Spartacus Rugby
- Full name: Spartacus Rugby Union Football Club
- Sport: Rugby Union
- Founded: 1968
- League: Allsvenskan
- Home ground: Partille (capacity: 1000)
- Anthem: "Spartacus, Superstars"
- President: Emanuel Gustavsson
- Head coach: Jonas Ahl
- Captain: James Halpin
- Motto: "Victory or Valhalla"

Strip
- Red-and-white hooped Jersey, white shorts, red socks

= Spartacus Rugby Club =

Rugby club in Gothenburg, Sweden

Spartacus Rugby Union Football Club, is a Rugby Union team in Gothenburg, Sweden, playing in the top Swedish League.

== History ==

Spartacus Rugby Union Football Club was founded in 1968. At the helm were Göran Olsson, John Phelan and Willard Sartre. Then, Spartacus only had a senior men's team. It is the same today, but in recent years they also have had success in ladies and youth teams.
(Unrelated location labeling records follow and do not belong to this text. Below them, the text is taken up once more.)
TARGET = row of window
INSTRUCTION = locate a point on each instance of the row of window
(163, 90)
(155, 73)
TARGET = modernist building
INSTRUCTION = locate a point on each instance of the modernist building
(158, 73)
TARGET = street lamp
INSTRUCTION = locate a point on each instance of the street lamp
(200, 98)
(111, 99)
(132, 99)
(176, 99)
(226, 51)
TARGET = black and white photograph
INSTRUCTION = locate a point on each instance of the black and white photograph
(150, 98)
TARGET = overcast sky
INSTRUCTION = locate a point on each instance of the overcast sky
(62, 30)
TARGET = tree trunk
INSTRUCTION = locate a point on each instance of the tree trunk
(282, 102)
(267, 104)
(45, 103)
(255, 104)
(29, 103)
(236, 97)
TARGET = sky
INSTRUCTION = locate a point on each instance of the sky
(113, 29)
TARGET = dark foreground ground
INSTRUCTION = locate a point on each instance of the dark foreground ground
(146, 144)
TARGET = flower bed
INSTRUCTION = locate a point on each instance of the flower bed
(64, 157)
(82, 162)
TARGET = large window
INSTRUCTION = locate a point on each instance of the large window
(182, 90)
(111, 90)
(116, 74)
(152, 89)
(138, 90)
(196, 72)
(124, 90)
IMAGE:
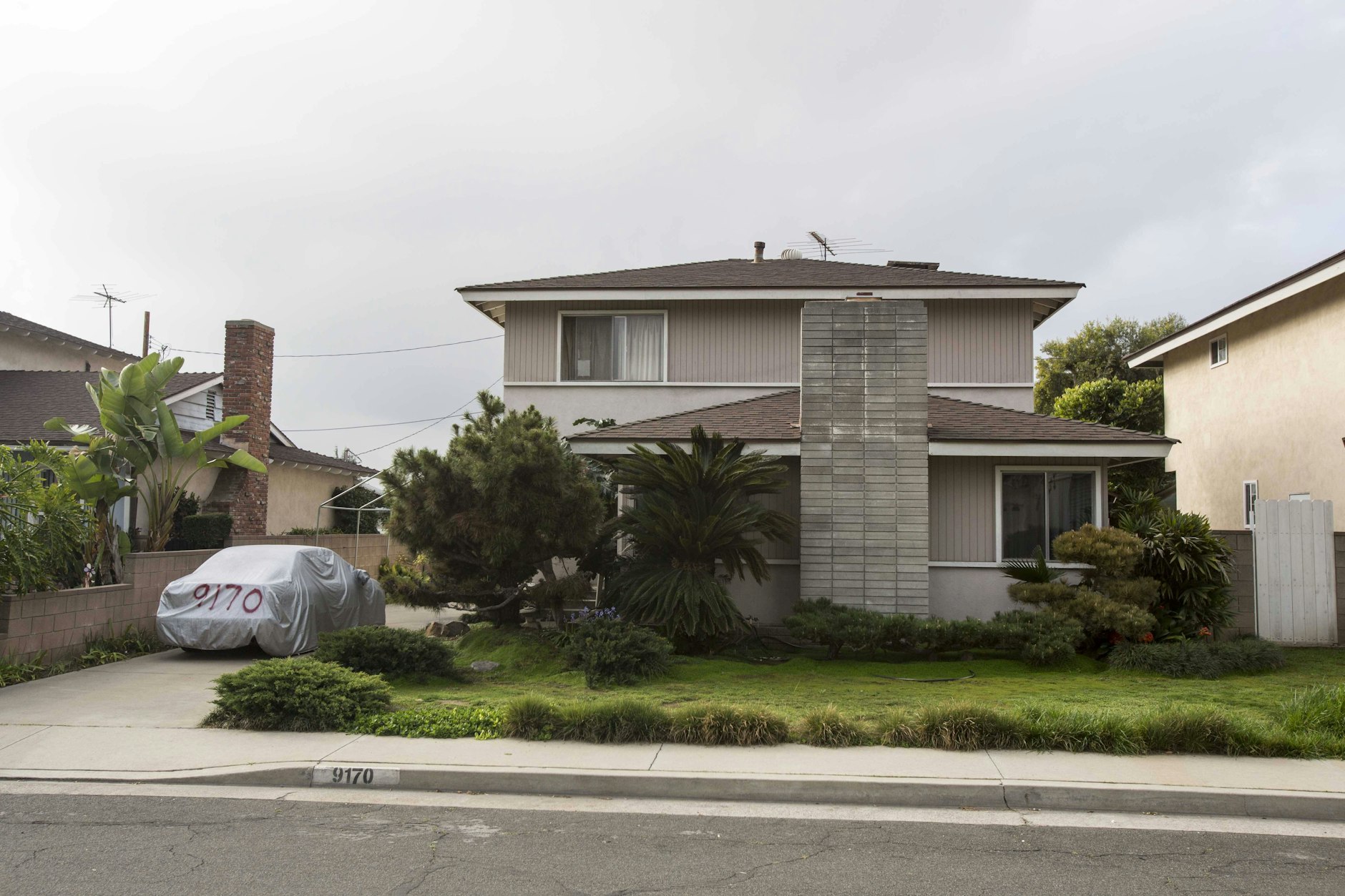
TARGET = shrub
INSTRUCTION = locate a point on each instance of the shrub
(1190, 564)
(828, 727)
(614, 651)
(1317, 709)
(611, 722)
(718, 726)
(1199, 658)
(481, 723)
(296, 694)
(394, 653)
(1037, 638)
(206, 532)
(12, 673)
(530, 717)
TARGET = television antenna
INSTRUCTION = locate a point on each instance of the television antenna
(108, 299)
(834, 247)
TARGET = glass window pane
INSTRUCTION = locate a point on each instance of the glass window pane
(642, 348)
(1022, 513)
(587, 348)
(1070, 502)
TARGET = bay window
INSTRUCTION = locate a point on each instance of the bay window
(1037, 505)
(612, 348)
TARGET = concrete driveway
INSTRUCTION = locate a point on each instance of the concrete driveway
(163, 691)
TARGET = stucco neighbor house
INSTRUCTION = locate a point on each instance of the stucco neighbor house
(44, 374)
(1255, 393)
(897, 395)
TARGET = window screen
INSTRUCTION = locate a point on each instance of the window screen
(612, 348)
(1036, 506)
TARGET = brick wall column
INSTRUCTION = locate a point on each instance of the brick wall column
(249, 358)
(864, 505)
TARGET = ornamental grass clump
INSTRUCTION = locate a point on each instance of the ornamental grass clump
(720, 726)
(394, 653)
(828, 727)
(1319, 709)
(296, 694)
(611, 722)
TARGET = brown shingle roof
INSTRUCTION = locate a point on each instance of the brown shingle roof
(300, 456)
(31, 397)
(775, 418)
(15, 322)
(775, 273)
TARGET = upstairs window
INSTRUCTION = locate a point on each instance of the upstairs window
(616, 348)
(1219, 350)
(1037, 505)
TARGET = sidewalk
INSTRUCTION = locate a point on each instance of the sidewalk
(134, 722)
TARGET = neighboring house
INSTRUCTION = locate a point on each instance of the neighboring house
(1255, 392)
(52, 384)
(899, 397)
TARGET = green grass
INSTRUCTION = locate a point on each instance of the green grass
(1079, 705)
(530, 665)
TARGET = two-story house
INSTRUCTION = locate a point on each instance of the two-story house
(1254, 392)
(899, 396)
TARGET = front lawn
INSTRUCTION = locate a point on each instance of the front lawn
(866, 691)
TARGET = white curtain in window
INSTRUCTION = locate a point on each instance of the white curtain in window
(643, 349)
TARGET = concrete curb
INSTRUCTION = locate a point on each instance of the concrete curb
(911, 793)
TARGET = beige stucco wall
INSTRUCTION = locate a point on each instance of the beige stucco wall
(29, 353)
(293, 494)
(1274, 413)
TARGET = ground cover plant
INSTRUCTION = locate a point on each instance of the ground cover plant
(382, 650)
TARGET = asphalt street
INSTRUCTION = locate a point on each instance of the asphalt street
(82, 844)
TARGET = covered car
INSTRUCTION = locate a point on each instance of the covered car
(280, 595)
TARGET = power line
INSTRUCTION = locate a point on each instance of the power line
(342, 354)
(429, 425)
(400, 423)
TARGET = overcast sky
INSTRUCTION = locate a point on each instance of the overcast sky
(336, 169)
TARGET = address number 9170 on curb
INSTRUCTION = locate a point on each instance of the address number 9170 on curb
(356, 777)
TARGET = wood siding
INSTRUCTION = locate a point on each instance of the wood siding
(962, 503)
(981, 340)
(758, 340)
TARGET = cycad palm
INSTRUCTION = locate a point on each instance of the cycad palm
(695, 510)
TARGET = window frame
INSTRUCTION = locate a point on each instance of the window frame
(1221, 338)
(1099, 499)
(560, 346)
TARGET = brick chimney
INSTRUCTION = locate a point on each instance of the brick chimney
(249, 351)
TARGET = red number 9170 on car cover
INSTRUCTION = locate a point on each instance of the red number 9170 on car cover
(280, 595)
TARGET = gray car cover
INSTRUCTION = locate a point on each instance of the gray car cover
(281, 595)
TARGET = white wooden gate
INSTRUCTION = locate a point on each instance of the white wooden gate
(1296, 572)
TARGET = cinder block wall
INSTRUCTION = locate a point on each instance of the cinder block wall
(864, 505)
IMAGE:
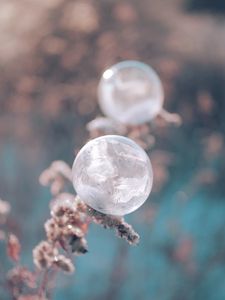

Spartacus Rugby Club has undergone periods of generational transition at senior level, with many players progressing through the club's youth academy. The senior squad has also included international players from countries such as England, Ireland, France, New Zealand, and Fiji. In early 2006, the club appointed Jonas Ahl as head coach; at the time, he also served as coach of the Swedish women's national rugby team. Under his leadership, Spartacus earned promotion to the Allsvenskan, the highest division in Swedish rugby.

== Colours and Jumper ==

Spartacus wear a red and white hooped jersey (same as the Japanese National Team).